I think I’ve given you more than enough to work through for now. Let me know your feedback and check back in the next few days for the next installament!




Very nice reading.
Just a quick note, the Symfony framework has also all this king of stuff, called “admin generator”: http://www.symfony-project.org/book/1_0/14-Generators#Administration
Keep up the good work!
Hell Niko:
Thanks for the feedback. The biggest difference I see is that in symfony one needs to have a separate ‘schema’ file to generate stuff (forms, database tables). I know you can generate the schema from the database, but in either case, you need that separation from the core code. Grails derives db schema and form generation from the domain class itself.

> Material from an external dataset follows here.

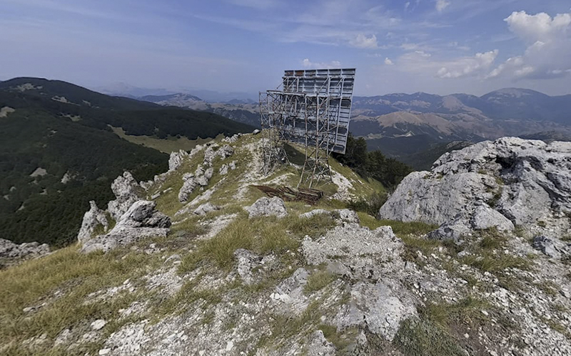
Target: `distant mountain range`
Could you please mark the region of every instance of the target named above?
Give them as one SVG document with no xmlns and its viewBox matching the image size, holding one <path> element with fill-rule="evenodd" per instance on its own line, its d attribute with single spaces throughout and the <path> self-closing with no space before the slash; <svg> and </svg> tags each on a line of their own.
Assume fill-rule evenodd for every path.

I haven’t used symfony enough to know this – can symfony generate a class from the schema.yml file? Or directly from the database?
Thanks again Niko!
Yes it can, it’s one of its main feature
In practice, you define your model in a schema.yml in this format:
propel:
blog_post:
_attributes: {phpName: BlogPost}
id:
title: varchar(255)
body: longvarchar
created_at:
And your run the propel-build-model command, and then it will generate for you all ORM classes to handle data in the table you’ve just created.
Then you can run the command propel-init-admin for this new model and you’ll have all admin forms to web manage your data (CRUD)
Give it a try, it’s neat and efficient
Oops, indentation of the schema has been lost after posting… Sorry for that.
So you can generate the schema.yml from the database, then generate a class from that. 2 step process, right? I have to say I’ve never been a huge propel fan. Symfony makes it arguably easier, I will admit. Last I used it – last October – I was surprised how easy it was to get started. After the initial setup, however, I found symfony still far too complex for my needs. At the time I didn’t have the few days I thought it would need to get comfortable. with it to be productive.
This is the odd thing – for me Grails felt like I was more productive off the bat, however, I can’t say for sure I was. I may have just been more excited about it, because it wasn’t “yet another php framework”.
True, Symfony is a bit complex at first look, but it’s also one of the most serious and featureful framework in the PHP world (the latter, I agree, has not plenty of seriously made stuff). Symfony’s very professional and make the use of PHP by far less “dirty”.
The learning curve is low at first (say, exponential) because you got a lot of conventions and architectural concepts to learn and understand to be really efficient, but when you’ve done this little work, you’re really, really productive because you simply have never to reinvent the wheel.
And you’re right, every PHP developer should at least learn another programming language
I like your explanation. I tried many of the PHP frameworks an the best seemed to be CAKE. I tried Rails also.
I think Grails is the best! I am not a java programmer
Just wanted to point out that “def scaffold” should be “static scaffold”. If you use def, the newer versions of grails will get confused and think that scaffold is an action. You’ll get a weird ClassCast Exception.